Skema Power Wheeling Dinilai Bakal Perburuk Kondisi Oversupply PLN dan Bebani Keuangan Negara
Skema Power Wheeling yang saat ini masuk dalam pembahasan RUU EBT akan memperburuk kondisi kelebihan pasokan (oversupply) listrik PT PLN (Persero).
IDXChannel - Skema Power Wheeling yang saat ini masuk dalam pembahasan RUU EBT akan memperburuk kondisi kelebihan pasokan (oversupply) listrik PT PLN (Persero). Pada akhirnya, kondisi itu akan membebani keuangan negara.
Kepala Center of Food, Energy, and Sustainable Development INDEF Abra Talatof menjelaskan, saat ini PLN masih dihadapkan dengan situasi kelebihan pasokan listrik. Hal ini terjadi lantaran belum seimbangnya antara produksi dan permintaan listrik masyarakat.
"Selama ini kelebihan pasokan harus ditanggung negara melalui subsidi dan kompensasi listrik, setiap tahun melonjak angkanya, tahun 2023 saja kompensasi listrik sudah mencapai Rp70,9 triliun dan subsidi listrik Rp64 triliun, itu karena persoalan oversupply listrik," ujarnya dalam Market Review IDXChannel, Jakarta, Jumat (13/9/2024).
Di satu sisi, PLN harus tetap membeli listrik lewat skema take or pay (TOP) dari pembangkit, meski listrik tersebut tidak terpakai atau terjual kembali ke masyarakat. Kondisi inilah yang dikhawatirkan akan membebani keuangan PLN melalui skema Penyertaan Modal Negara (PMN).
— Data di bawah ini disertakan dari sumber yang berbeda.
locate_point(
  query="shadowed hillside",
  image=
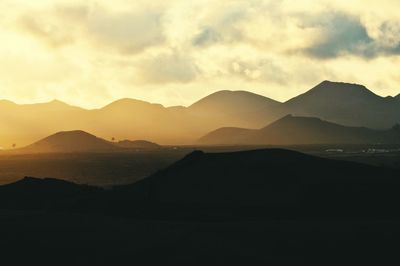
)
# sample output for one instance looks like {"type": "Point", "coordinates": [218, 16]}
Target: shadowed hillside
{"type": "Point", "coordinates": [262, 183]}
{"type": "Point", "coordinates": [69, 141]}
{"type": "Point", "coordinates": [291, 130]}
"Tahun lalu penjualan listrik ke pelanggan industri hanya tumbuh 0,1 persen. Bayangkan sangat minim sekali pertumbuhan penjualan listrik. Bagaimana kalau supply terus bertambah dan demand tidak bisa menyerap, pasti akan menjadi beban keuangan negara," ujar dia.
Abra membayangkan ke depannya di tengah kondisi oversupply listrik yang semakin besar, maka beban kompensasi dan subsidi akan semakin besar. Jika kapasitas fiskal terbatas, maka opsinya menaikkan tarif listrik atau menggelontorkan kas negara yang lebih besar untuk membayar kompensasi dan subsidi energi.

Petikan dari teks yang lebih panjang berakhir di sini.